29.5.12

turn around







I can't define how difficult it is to have my manchild leave, how heavy the heart is and yet the enormous pride in his ability to go and make his own way happily in the world.
{Pentax Spotmatic}

22.5.12

breathing space

I've just found lurking on my hard drive some photographs taken way back in April and forgotten about in the drama of the last few weeks. So I'm planning on spending the next little while sorting and uploading photographs; updating my website; giving my flickr the kiss of life; opening my shop and most importantly beating my house and garden into order. 








My show went really well. It was a record amount of visitors for me and it was a really valuable experience, not just financially. Unlike many shows where you only get to mingle at the private view, shows like these give you a great opportunity to meet people and talk about your work (in French! argh!) and understand who really responds well or feel affected in some way and who just really doesn't get it or like it. I've decided my sculpture is very much like Marmite, and that pleases me. Nothing is worse than ambivalence. Of course the vagina comments were pretty regular, twice they were called ashtrays and I got a long, boring lecture from someone who felt I really should get with it and start using a digital camera as film is so old-fashioned. Sigh. Plus, having a rather French-looking name gives me chance to listen in on the English speakers who assume I am French, highly entertaining I tell you.
I have had to pull out of the next exhibition I had lined up, but I honestly think that I would have ended up rocking in a dark corner if I pushed myself to do it. I really need to calm down for a while and I have other, less demanding projects to keep me busy.
In other news, Harry is making an excellent recovery. He has another hospital visit tomorrow which should be the last for a while, but sadly he had to cancel a visit to see his parents this weekend as apparently punctured lungs and pressurised cabins are not a good mix. 

17.5.12

artistes à suivre

Today it starts. Here in France we have a four day holiday and I will be spending it at my show….
In the end, fate stepped in and I had to revise all my plans. My 3 week to do list never even got a look in, I snatched opportunities to work whenever possible and then put it together instinctively, making decisions immediately and doing away with any excess nonsense. I think it's what they call triumphing over adversity. And do you know what? It looks great and I'm really pleased with it.
So if you happen to be in the area, I'd be delighted if you come to the town of Quillan and see me there. Bring cakes, please.

12.5.12

a little notice


The phonecalls, visits, emails, texts and of course the kind comments on here that we have received over the past week have been amazing. Thank you all for taking the trouble to leave a message, I'm so grateful. We have also been incredibly touched and at times astonished by the generosity of thought and deed as we struggled. It's times like these that really test your mettle and we have been very fortunate to have so much help and support.  
Harry is recovering well and back home with us. The punctured lung was the most worrying and he has to sit tight for quite a while yet to give his ribs a chance to knit back together so he doesn't puncture it again. He's a truly terrible patient, refusing to be on the sofa too much and arguing when we shout at him to sit down. There are still more scans and tests to be done, but he is in no danger now. Well, apart from being arrested by the fashion police while he shuffles about in his holey joggers and Grandpa slippers.
I have much I want to share that I have been working on, and I wanted to show you Bliss, a great new magazine I have been part of, but all of that will just have to wait...
Please life, don't wee on me again for a while. Thank you in advance.

7.5.12

reality check

I tend not to talk about my family much on here… I like to think of my blog as a place to share with you my inspiration, my work and sometimes a little glimpse on how life is.
I mention my 3 children every now and then, but many of you perhaps don't even know that I am married.

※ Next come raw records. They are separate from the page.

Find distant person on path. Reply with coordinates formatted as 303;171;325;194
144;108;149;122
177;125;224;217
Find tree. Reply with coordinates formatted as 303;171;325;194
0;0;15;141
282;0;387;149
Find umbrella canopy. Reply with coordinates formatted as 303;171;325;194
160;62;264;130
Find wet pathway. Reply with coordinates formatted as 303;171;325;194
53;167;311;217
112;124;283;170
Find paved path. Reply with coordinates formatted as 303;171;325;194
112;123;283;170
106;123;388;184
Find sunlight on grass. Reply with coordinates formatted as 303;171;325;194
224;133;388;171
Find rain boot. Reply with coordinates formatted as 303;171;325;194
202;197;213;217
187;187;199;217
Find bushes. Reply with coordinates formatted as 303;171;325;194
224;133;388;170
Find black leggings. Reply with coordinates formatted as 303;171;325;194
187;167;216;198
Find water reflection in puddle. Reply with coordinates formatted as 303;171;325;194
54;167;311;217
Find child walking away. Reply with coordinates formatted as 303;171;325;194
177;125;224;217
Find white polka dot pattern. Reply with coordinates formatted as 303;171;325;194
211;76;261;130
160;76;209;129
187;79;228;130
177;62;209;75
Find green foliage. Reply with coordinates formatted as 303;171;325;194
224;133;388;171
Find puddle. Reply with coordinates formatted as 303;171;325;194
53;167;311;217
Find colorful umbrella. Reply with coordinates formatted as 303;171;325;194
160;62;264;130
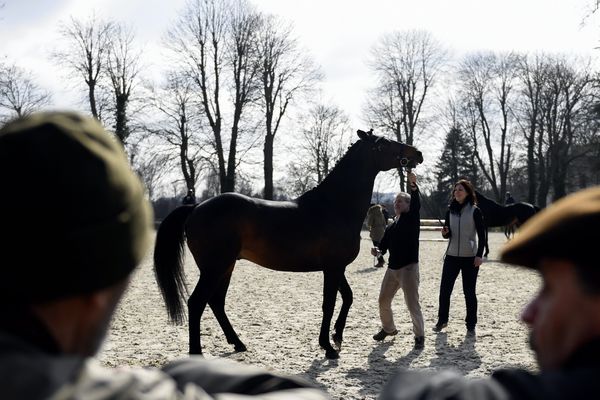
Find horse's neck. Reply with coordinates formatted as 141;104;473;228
298;152;377;221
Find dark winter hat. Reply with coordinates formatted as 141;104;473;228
500;186;600;269
0;112;152;303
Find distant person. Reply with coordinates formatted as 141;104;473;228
504;192;515;205
367;204;387;268
181;189;196;205
380;204;390;226
371;172;425;349
504;192;515;239
433;179;485;335
379;186;600;400
0;112;328;400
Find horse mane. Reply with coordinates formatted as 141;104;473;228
296;139;365;201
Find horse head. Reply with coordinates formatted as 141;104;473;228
356;129;423;171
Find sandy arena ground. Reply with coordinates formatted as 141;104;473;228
99;231;539;399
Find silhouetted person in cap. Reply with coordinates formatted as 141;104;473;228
0;112;327;400
380;186;600;400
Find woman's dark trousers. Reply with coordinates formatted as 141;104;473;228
438;256;479;330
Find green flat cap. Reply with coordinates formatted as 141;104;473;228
0;112;153;303
500;186;600;269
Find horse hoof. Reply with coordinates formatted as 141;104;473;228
234;343;248;353
325;349;340;360
331;335;342;351
189;349;202;356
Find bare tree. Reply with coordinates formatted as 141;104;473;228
145;73;203;195
106;24;140;146
518;55;548;204
168;0;260;192
257;16;321;200
53;15;114;120
538;57;597;200
288;104;350;191
459;52;518;201
129;142;169;200
0;64;51;119
366;31;448;188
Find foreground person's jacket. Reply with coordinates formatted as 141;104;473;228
0;317;329;400
380;338;600;400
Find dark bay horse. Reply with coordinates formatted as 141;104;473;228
475;191;539;257
154;130;423;359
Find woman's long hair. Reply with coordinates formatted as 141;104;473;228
448;179;477;214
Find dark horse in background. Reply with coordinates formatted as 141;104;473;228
475;191;540;257
154;130;423;359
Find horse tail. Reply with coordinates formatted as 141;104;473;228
154;205;195;324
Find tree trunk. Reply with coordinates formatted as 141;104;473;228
263;134;274;200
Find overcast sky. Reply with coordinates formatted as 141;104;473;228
0;0;600;127
0;0;600;191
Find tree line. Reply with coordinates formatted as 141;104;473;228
0;0;600;206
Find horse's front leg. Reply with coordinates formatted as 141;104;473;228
332;275;353;351
319;269;344;359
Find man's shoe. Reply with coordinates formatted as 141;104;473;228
373;329;398;342
415;336;425;350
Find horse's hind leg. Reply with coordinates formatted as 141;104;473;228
319;269;344;359
332;275;353;350
188;274;216;354
209;266;246;351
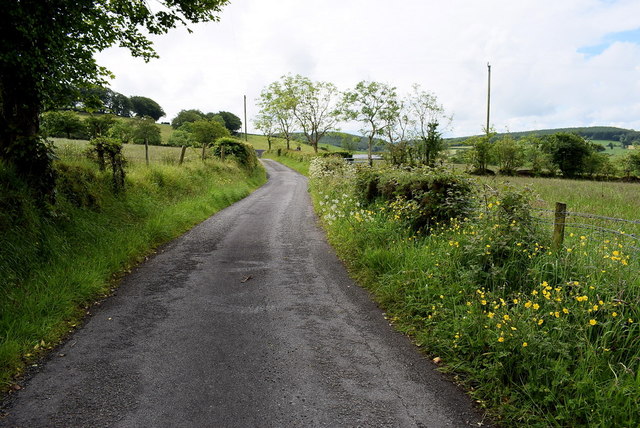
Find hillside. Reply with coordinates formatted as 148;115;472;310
447;126;640;145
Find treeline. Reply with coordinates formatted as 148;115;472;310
447;126;640;147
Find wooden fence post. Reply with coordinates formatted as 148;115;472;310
178;146;187;165
553;202;567;250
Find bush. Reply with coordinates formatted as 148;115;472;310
356;167;473;230
212;137;258;170
461;188;550;293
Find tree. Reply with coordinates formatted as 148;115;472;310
543;132;594;178
129;96;165;121
0;0;228;199
171;109;204;129
133;117;162;145
285;74;341;153
491;135;524;175
343;80;400;165
258;76;296;150
191;119;231;159
406;83;451;166
84;114;116;138
465;130;495;174
42;111;85;138
108;92;133;117
217;111;242;135
622;150;640;177
253;112;276;150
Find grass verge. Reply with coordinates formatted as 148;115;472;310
0;159;266;389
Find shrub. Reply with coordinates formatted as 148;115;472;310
461;188;549;293
356;167;473;230
89;137;126;193
212;137;258;170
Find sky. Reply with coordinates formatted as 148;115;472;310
97;0;640;137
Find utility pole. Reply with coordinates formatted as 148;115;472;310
486;63;491;136
244;95;249;141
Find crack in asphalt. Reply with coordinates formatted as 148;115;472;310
0;160;490;428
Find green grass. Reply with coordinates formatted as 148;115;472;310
0;151;266;389
475;177;640;220
245;134;342;153
304;158;640;427
262;152;310;176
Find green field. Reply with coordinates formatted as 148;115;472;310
0;140;266;392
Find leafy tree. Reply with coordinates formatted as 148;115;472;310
491;135;525;175
84;114;116;138
168;128;196;147
343;80;400;165
171;109;204;129
543;132;594;178
258;76;296;150
42;111;85;138
218;111;242;135
129;96;165;121
133;117;162;145
191;119;231;159
0;0;228;199
108;92;133;117
109;119;135;144
285;74;340;153
406;84;451;166
253;111;277;150
622;150;640;177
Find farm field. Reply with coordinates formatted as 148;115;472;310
473;177;640;220
276;155;640;427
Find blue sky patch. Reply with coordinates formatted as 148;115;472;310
578;28;640;58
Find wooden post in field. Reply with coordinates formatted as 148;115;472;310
553;202;567;250
178;146;187;165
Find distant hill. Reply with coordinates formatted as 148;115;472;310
447;126;640;145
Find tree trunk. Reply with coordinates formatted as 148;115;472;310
0;75;55;202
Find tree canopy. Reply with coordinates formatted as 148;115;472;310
0;0;228;194
217;111;242;135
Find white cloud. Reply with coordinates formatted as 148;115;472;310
99;0;640;135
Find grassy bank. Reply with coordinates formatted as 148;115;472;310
0;153;265;389
304;158;640;427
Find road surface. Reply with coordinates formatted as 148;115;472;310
0;160;481;428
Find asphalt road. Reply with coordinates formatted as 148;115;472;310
0;160;481;428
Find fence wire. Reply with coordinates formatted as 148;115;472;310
532;208;640;254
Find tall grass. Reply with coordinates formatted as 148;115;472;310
0;155;265;389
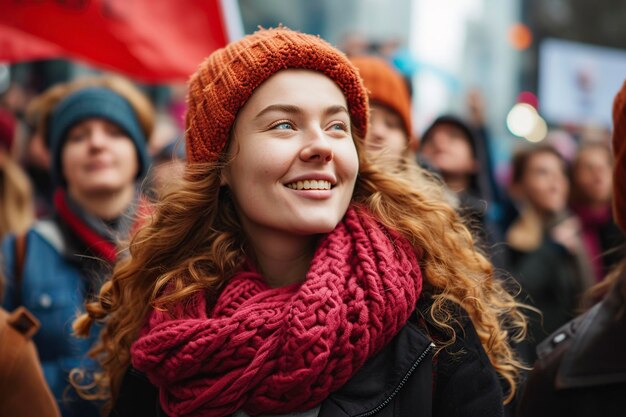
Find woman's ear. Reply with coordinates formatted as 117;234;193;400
407;134;420;154
220;168;228;187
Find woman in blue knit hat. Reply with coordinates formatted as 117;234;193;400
2;77;154;416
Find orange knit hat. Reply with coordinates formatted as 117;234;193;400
350;56;413;137
613;81;626;232
186;27;369;163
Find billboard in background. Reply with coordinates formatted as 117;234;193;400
538;39;626;127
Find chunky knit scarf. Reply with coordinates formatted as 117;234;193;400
131;208;422;416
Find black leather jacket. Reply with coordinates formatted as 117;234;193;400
518;284;626;417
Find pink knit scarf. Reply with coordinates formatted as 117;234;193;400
131;208;422;416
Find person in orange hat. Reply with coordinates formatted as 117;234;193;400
518;82;626;417
350;55;418;171
74;28;525;417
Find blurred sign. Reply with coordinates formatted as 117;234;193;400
539;39;626;127
0;0;240;82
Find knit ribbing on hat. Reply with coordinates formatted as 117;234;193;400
350;56;413;137
47;87;150;186
186;27;368;162
613;81;626;232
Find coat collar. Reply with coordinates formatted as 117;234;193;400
556;285;626;389
319;316;434;417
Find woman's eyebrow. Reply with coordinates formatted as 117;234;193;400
254;104;350;120
254;104;302;120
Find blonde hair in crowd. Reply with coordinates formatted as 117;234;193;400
72;127;526;402
0;151;35;237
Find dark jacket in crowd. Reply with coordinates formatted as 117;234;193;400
0;308;60;417
518;284;626;417
111;296;504;417
2;217;108;417
507;211;588;365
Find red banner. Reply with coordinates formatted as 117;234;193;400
0;0;234;83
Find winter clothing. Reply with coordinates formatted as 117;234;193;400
572;204;626;282
421;114;508;269
422;114;478;159
612;81;626;232
507;208;586;364
111;294;503;417
0;108;17;152
350;56;413;138
0;307;60;417
518;282;626;417
131;208;422;416
519;76;626;417
186;27;368;163
2;191;147;417
47;87;150;185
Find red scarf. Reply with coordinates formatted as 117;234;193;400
54;188;152;264
131;208;422;416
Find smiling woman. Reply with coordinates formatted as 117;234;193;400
74;28;525;417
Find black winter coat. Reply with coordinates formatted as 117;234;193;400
518;286;626;417
111;297;504;417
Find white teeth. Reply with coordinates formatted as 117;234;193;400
287;180;331;190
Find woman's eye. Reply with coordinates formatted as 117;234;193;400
67;131;87;142
272;122;293;130
330;122;348;132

3 days ago I watched in helpless, complete horror as my husband Harry fell through a rotten wooden floor and crashed down onto the solid ground 3 meters below.
He is now in hospital with 4 broken ribs and air bubbles in his lungs caused by a puncture.
The last few days we've been in shock and I keep re-living that moment over and over in my head, but above all I am so very deeply relieved that he even survived the fall, that in a slow-motion moment I thought had killed him.
I'm not really sure what to expect or how life will be when Harry comes home.

I may not be around here very much for a while,  I still have to somehow get my exhibition ready which starts in 10 days and take care of my family, not to mention the financial implications need sorting.  It's horrible at times like these to not have your own, extended family around, but we do have some truly wonderful, caring friends who will help us get through this and Team Chaney is tough as old boots.


3.5.12

the forgotten garden








In the heart of the city, left to crumble and ruin under the elements is Le Jardin du Calvaire. Only the gardener, the occasionally mildly curious and the stray cats bother with it. I think it is one of the most beautiful places I've ever seen.